Self-hosting
Run the MIT core on your own Cloudflare account — same workers, same Durable Objects, your bill, no telemetry.
The EdgeVault core is MIT and runs on your own Cloudflare account. It’s the same code path the managed edge runs — not a community edition.
Local development
git clone https://github.com/blakebauman/edgevault
cd edgevault
pnpm install # installs git hooks too
pnpm dev # all workers via turbo + wrangler dev
pnpm test # vitest in the real Workers runtime
A local Postgres comes up in Docker as an ephemeral Neon Local branch:
pnpm db:up
pnpm db:migrate:local
Deploying to your account
The full walkthrough lives in the repo’s DEPLOYMENT.md and follows this shape:
- Prerequisites — a Cloudflare account (Workers paid plan for Durable Objects), a Neon database, Node 22+, pnpm 10+.
- Create the cloud resources — KV namespaces, R2 bucket, the audit queue, Hyperdrive (with your Neon URL), Vectorize.
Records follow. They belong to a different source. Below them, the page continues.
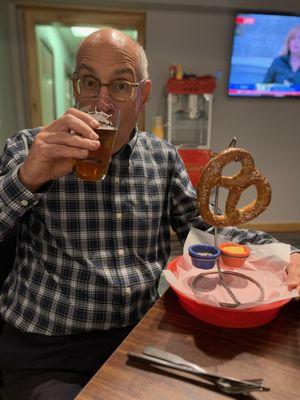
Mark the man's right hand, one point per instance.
(55, 148)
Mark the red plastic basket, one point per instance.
(199, 85)
(229, 318)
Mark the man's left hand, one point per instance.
(293, 271)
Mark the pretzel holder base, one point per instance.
(225, 317)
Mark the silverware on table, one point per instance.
(226, 384)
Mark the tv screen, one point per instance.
(265, 58)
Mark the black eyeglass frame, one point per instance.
(75, 78)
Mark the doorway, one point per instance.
(52, 38)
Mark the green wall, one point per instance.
(63, 62)
(8, 122)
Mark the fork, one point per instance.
(225, 384)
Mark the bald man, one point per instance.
(89, 254)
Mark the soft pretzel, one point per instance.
(211, 177)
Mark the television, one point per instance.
(265, 57)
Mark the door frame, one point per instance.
(68, 16)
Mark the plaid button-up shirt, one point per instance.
(90, 255)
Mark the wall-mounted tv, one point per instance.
(265, 59)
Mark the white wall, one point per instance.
(199, 36)
(268, 128)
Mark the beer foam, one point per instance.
(103, 119)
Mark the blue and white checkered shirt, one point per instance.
(90, 255)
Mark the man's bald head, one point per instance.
(112, 38)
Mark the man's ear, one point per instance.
(146, 91)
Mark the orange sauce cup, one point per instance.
(233, 254)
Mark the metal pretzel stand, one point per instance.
(220, 274)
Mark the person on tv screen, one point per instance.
(90, 255)
(286, 67)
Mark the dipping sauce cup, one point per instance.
(234, 255)
(203, 255)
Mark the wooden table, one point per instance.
(271, 352)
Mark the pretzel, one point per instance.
(248, 175)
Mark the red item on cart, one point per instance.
(195, 85)
(194, 161)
A provisioning script does the heavy lifting.
- Apply the database schema — Drizzle migrations from
packages/database. - Secrets — a generator script mints the signing keys and
MASTER_KEK;wrangler secret putsets them per worker. - Deploy —
pnpm deploy(turbo runswrangler deployacross the workers, in order).
DEPLOYMENT.md also covers the runbook, observability and alerting, and CI/CD (staging deploys
automatically; production is gated).
What’s not in the core
SSO (OIDC/SAML), SCIM, and advanced RBAC are commercial (ee/, entitlement-gated); the
Stripe billing control plane (edge/) is proprietary and only relevant to the managed service.
Everything else — including envelope encryption, promotions, realtime, the AI layer, and the MCP
server — is in the MIT core. CI fails any build that adds telemetry to it.